The Home Revisited finalists have been chosen

The Home Revisited design competition have gathered 152 proposals from 20 countries. The finalists are now selected.

The Home Revisited design competition have gathered 152 proposals from 20 countries. The finalists are now selected.

The Home Revisited design competition received a total of 152 entries. The competition, launched by the Asko Foundation to celebrate their 50th anniversary, strives to create new innovations for the home of the future.

By the end of the submission period in the end of December, the international competition had received proposals from 20 countries. Half of the works came from Finland, followed by China and the United Kingdom. Four continents are represented: Europe, North and South America and Asia. The farthest proposal arrived from Ecuador, 10,900 kilometers away. In addition, multiple suggestions arrived from the United States, Taiwan and Denmark.

Both individuals and teams entered the competition. The proposals include architectural and technological solutions and products, and combinations of these.

“We were positively surprised about the variety and quality of the works submitted. Commercial thinking and reproducibility, in particular, had been taken into consideration well,” says Chairman of the Jury Hannu Kähönen.

According to Kähönen, competition entries clearly reflect the current trends and phenomena in design and architecture. The trend of living in smaller space, for example, generated several suggestions of mobile modules that allow affordable living in just a few square metres.

The competition also encompassed the use of green commons, growing plants in urban environments and homes, and combining green with technological solutions. Utilizing light in various ways turned out a novelty.

“It is clear that in the future light will be better used as part of comfort and functionality at home. Examples include more open-minded use of light technology and windows as well as solar power,” Kähönen says.

Most suggestions involved product design while some presented living concepts including architectural projects. The third category consisted of technical concepts and solutions.

“We would have welcomed more entries that discuss the concept of home and related solutions in different cultures,” Kähönen says.

He is happy that many contestants have utilized various technologies as is typical today. For example, technology is part of the mobile shopping applications suggested and it was combined with traditional furniture.

“Many entries reflect a new way of looking at homes as part of social interaction. Private space and the space shared between the community can be separated by sliding walls and mobile furniture.”

Exhibited during Helsinki Design Week

An international jury of academics, architects and design professionals will judge the contest. The jury will be chaired by professor Hannu Kähönen, a board member at the Asko Foundation, and the members are architect Helena Sandman, design strategy consultant Jane Withers, architect and professor Pentti Kareoja, and professor Eric C. Yim.

The jury will pay attention to the innovativeness of the entries and their fitness for use, the potential for commercial and industrial production, and their design quality. Awarded entries must demonstrate a high level of design expertise and use of interdisciplinary ideas. The entries will be judged anonymously.

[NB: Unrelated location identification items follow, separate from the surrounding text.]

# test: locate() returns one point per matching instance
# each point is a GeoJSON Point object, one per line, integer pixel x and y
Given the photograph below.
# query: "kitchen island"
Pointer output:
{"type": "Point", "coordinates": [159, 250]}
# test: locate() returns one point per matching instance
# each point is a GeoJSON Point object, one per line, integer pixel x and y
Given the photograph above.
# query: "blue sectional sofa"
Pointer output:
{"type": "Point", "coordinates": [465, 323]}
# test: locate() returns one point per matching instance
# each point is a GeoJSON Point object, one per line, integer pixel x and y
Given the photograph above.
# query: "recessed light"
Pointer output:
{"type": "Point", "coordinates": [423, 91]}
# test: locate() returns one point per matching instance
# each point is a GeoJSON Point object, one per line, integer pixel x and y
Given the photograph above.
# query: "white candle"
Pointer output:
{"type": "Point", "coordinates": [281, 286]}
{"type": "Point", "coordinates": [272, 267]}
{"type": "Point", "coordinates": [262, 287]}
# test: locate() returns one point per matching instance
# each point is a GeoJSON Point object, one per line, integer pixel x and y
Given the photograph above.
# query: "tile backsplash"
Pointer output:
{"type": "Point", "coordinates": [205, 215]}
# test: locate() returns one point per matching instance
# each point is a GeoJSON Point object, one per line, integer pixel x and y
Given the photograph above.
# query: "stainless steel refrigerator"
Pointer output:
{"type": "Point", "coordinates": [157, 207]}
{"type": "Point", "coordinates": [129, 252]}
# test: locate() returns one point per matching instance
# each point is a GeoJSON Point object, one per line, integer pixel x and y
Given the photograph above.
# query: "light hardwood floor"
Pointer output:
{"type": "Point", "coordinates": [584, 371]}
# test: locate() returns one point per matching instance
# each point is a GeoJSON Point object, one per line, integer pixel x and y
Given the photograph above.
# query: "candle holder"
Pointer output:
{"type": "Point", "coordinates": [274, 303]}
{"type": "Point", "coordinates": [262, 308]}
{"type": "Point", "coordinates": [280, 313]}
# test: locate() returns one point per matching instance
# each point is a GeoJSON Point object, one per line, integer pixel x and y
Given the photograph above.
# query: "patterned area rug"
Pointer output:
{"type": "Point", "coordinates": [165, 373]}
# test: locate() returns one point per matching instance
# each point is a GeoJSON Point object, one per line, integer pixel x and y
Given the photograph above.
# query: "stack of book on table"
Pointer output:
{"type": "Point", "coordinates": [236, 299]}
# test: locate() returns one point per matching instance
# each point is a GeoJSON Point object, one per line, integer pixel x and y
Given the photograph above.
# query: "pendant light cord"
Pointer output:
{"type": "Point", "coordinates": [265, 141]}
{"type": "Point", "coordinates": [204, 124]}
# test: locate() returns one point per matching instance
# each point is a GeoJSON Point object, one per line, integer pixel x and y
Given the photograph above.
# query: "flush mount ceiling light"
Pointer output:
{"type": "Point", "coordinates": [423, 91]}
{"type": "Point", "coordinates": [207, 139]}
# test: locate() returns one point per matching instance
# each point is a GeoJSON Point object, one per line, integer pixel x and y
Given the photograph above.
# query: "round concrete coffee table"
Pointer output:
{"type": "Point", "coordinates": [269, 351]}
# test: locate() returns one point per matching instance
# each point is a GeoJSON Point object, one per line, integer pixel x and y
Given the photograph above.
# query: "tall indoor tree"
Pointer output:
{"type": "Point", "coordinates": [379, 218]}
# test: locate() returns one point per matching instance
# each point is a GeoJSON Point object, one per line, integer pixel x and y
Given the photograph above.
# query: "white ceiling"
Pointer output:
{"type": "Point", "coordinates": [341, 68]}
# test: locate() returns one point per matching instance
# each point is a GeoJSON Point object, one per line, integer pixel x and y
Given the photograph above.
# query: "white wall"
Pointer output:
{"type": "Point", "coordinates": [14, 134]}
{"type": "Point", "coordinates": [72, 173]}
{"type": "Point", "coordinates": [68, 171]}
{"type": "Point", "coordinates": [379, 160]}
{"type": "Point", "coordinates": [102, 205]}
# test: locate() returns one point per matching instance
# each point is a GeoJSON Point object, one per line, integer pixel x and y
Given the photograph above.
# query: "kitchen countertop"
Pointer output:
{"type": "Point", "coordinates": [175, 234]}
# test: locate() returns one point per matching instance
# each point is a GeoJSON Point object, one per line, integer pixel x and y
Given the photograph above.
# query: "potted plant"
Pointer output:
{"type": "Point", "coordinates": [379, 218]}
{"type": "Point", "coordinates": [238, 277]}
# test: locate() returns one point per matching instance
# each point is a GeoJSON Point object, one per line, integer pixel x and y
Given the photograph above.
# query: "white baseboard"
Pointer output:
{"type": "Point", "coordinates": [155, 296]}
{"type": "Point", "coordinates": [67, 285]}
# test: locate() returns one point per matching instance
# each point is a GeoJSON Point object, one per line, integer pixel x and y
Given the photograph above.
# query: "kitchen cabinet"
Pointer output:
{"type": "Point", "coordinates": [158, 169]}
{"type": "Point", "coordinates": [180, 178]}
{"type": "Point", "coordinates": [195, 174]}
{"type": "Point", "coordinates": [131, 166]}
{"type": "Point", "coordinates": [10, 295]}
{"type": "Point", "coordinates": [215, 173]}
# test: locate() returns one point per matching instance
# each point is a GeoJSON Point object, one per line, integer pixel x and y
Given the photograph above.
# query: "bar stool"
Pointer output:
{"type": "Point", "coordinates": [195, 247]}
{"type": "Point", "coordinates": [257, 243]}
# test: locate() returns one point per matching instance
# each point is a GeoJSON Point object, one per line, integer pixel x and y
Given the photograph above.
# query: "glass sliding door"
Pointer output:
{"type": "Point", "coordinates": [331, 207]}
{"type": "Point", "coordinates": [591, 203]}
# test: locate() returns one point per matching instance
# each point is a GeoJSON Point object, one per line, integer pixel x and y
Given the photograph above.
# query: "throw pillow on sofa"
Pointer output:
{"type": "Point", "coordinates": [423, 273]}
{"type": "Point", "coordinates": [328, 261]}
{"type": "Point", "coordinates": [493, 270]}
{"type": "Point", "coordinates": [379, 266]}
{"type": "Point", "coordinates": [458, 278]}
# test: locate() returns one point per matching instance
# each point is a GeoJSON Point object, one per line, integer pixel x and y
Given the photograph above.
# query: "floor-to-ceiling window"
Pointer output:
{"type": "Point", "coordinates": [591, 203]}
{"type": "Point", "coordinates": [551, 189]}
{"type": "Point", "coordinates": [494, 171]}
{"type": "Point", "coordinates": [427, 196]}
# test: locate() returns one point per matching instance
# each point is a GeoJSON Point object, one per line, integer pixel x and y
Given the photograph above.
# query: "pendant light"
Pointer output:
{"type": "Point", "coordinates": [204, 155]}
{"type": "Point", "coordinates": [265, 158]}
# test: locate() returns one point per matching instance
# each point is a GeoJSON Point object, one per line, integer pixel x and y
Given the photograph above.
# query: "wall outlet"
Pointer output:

Entries will be cut down to a shortlist of ten projects, which will be selected and the designers informed by 1 February. The designers selected for the second phase will submit the next phase of their work by 1 June 2017.

The shortlisted projects will be exhibited during Helsinki Design Week from 7 to 17 September 2017.

The winner will be announced to the public during the design festival. The Grand Prize is €30,000, the Golden Prize is €15,000, and the third prize is €10,000. A further ten shortlisted entries will receive a prize of €2,000.